La précision «gentils» est bienvenue. Le couple rappelle l'imparable duo de potes un peu lourds qui, dans n'importe quel groupe d'amis, font en permanence les cons. Leurs sketchs sont inégaux mais plaisent à une large cible, si bien qu'Eric et Quentin, que Canal + a tenté de retenir mais que TF1 voulait, viennent d'achever le tournage d'un long métrage. Son accouchement, interminable, a nécessité l'écriture préalable de deux scénarios différents, finalement rejetés. «Cela ne marchait pas.» Eric et Quentin (E et Q) ont suivi l'avis de leur producteur, Abel Nahmias, en qui ils ont «confiance». Comme ils ont «confiance» en leurs deux patrons actuels à la télé, Yann Barthès et Laurent Bon, qu'ils passent leur temps à saluer, vanter, remercier. Même chose pour ceux qui leur ont mis le pied à l'étrier, Omar, Fred et Bertrand Delaire, les coauteurs du regretté SAV des émissions sur Canal +. E et Q ont le processus de création modeste : lorsque leurs commanditaires tiquent, ils changent de sujet sans s'acharner. Le duo a tout à fait conscience de ses limites : «On n'a rien inventé. On apprend.» Notamment sur le jeu d'acteurs, leur point faible. Auteurs à Canal +, ils ont commencé à interpréter leurs propres saynètes par «accident» parce qu'ils manquaient de comédiens. «Beaucoup d'auteurs dans ce métier sont des acteurs frustrés. Pour nous, c'est le contraire.» Procédons maintenant à un interrogatoire dissocié.

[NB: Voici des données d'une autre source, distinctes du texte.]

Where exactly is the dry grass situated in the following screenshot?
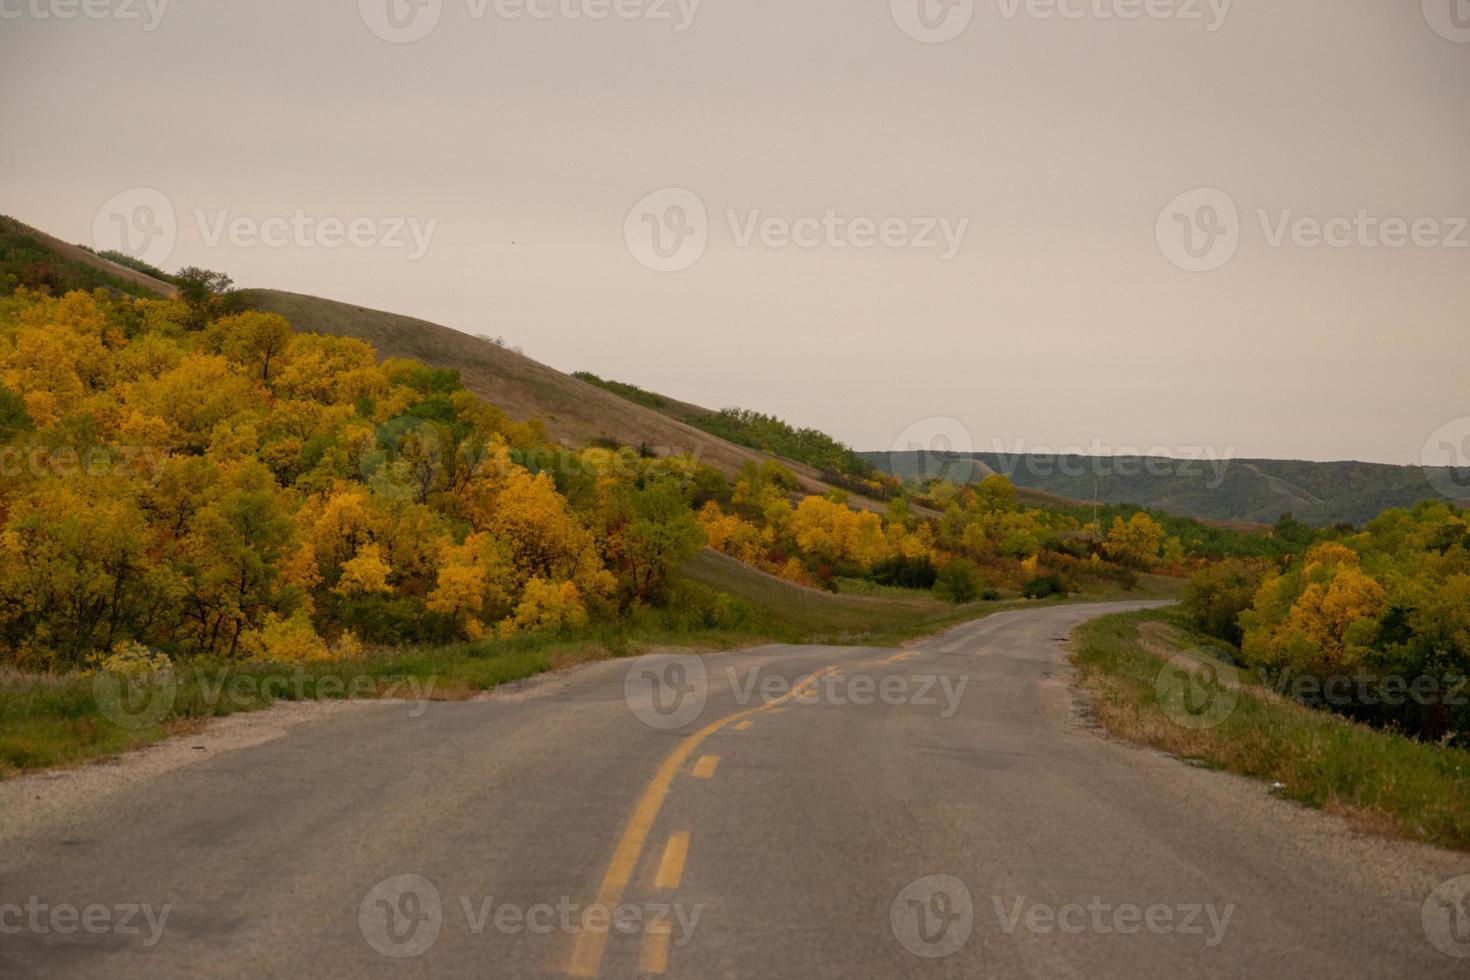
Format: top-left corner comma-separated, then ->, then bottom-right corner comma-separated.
240,289 -> 899,516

Eric, le classique. Quand on le sépare de son acolyte, Eric est d'emblée plus nerveux. Beaucoup moins potache aussi. Son regard, deux yeux d'un bleu très clair, devient fuyant et sa main se met à triturer le col de son tee-shirt. «Je suis pudique», justifie celui qui apparaît souvent dénudé dans ses sketchs et sans aucune peur du ridicule. Du bout des lèvres, il évoque ses parents séparés, deux cadres qui ont connu le chômage et un certain déclassement. Longtemps, il a été «un très mauvais élève», «le petit rigolo insolent qui monte sur les tables et a besoin d'attirer l'attention». A l'évidence, ce natif de la région parisienne, qui confesse être «beaucoup plus heureux depuis qu'il est majeur», a quelques angoisses en magasin.
Il semble les apaiser par l'écriture, à laquelle cet admirateur d'Albert Cohen s'est mis «par solitude» lors de l'adolescence et consacre aujourd'hui la quasi-totalité de son temps libre. C'est grâce à une lettre fictionnelle («je racontais une dispute avec ma copine, elle fonctionnait bien»), envoyée un peu partout alors qu'il s'ennuyait en maîtrise de lettres à la Sorbonne, qu'il a décroché des stages à Nova, Oui FM et Canal +.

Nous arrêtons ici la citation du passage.